I dati raccolti saranno utilizzati dall’Agenzia statunitense per la protezione dell’ambiente (EPA) e dall’Agenzia nazionale oceanica e atmosferica (NOAA), responsabile delle previsioni sulla qualità dell’aria negli Stati Uniti. Le applicazioni sono numerose: migliorare gli avvisi ai residenti in caso di cattiva qualità dell’aria, determinare meglio dove installare nuovi rilevatori a terra e aiutare la ricerca sull’impatto degli inquinanti atmosferici sulla salute. Ma anche per monitorare l’inquinamento causato dagli incendi, sempre più frequenti a causa del riscaldamento globale.

Secondo l’American Lung Association, circa il 40% degli americani (137 milioni di persone) vive in aree con scarsa qualità dell’aria. I quartieri più poveri sono colpiti in modo sproporzionato.
L’inquinamento atmosferico causa circa 60.000 morti premature all’anno negli Stati Uniti. È inoltre dannoso per l’economia, in quanto influisce sulla produttività dei lavoratori e sui raccolti.
I satelliti utilizzati finora per effettuare questo tipo di rilevazione negli Stati Uniti si trovano a un’altitudine di circa 700 km e girano intorno alla Terra circa 15 volte al giorno. “Così ogni giorno possiamo avere misurazioni sopra New York alle 13.30, per esempio“, spiega Caroline Nowlan, fisica dell’atmosfera presso il Center for Astrophysics, durante una conferenza stampa. Ma “a New York succedono molte cose in un giorno. Ci sono due ore di punta che non possiamo misurare“.

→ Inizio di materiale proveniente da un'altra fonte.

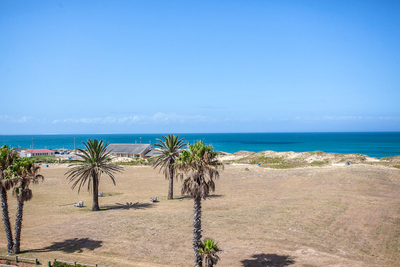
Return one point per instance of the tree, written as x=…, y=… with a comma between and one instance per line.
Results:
x=7, y=157
x=25, y=172
x=95, y=161
x=168, y=151
x=209, y=249
x=200, y=165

TEMPO, che pesa poco meno di 140 kg, sarà collegato a un satellite in orbita geostazionaria, a un’altitudine di oltre 35 000 km. Ruoterà quindi intorno alla Terra nello stesso momento in cui questa ruota su se stessa, permettendole di rimanere sopra il continente nordamericano. “Per la prima volta, saremo in grado di effettuare misurazioni orarie sopra il Nord America”, dichiara Caroline Nowlan. L’orbita geostazionaria è molto comune per i satelliti di comunicazione e TEMPO si basa su uno di essi: il satellite IS-40e di Intelsat.

Il satellite è decollato alle 12.30 (04.30 GMT) di venerdì a bordo di un razzo SpaceX Falcon 9 dal Kennedy Space Center in Florida. Il satellite effettuerà ulteriori spinte per posizionarsi nell’orbita corretta, il che dovrebbe richiedere circa due settimane, secondo Jean-Luc Froeliger, vicepresidente di Intelsat. A quel punto potranno iniziare le operazioni.
TEMPO opererà analizzando la luce riflessa dalla superficie delle nuvole, utilizzando uno spettrometro. Ogni gas assorbe la luce in modo diverso, quindi “possiamo vedere cosa c’è nell’atmosfera attraverso i colori, o le lunghezze d’onda, della luce che viene assorbita“, ha spiegato Caroline Nowlan.

Verranno effettuate tre misurazioni principali. In primo luogo, il biossido di azoto prodotto dalla combustione, in particolare dalle automobili a benzina o diesel, ma anche dalle centrali elettriche a carbone o a gas. Poi l’ozono, che quando è alto nell’atmosfera ci protegge dai raggi solari, ma diventa dannoso per la nostra salute quando si trova al suolo. Infine, la formaldeide, che può essere utilizzata per dedurre la presenza di composti organici volatili. Questi ultimi sono “ciò che rende certe cose odorose, come la vernice, la benzina o i pennarelli“, spiega la signora Nowlan. TEMPO, che opererà per almeno due anni ma quasi certamente per molto più tempo, si aggiunge alla flotta di circa 25 missioni di osservazione della Terra della NASA. Uno strumento simile a TEMPO, chiamato GEMS, è già in orbita geostazionaria e svolge la stessa missione sull’Asia dal suo decollo nel 2020. Un altro, Sentinel-4, è previsto a partire dal 2024 per coprire l’Europa.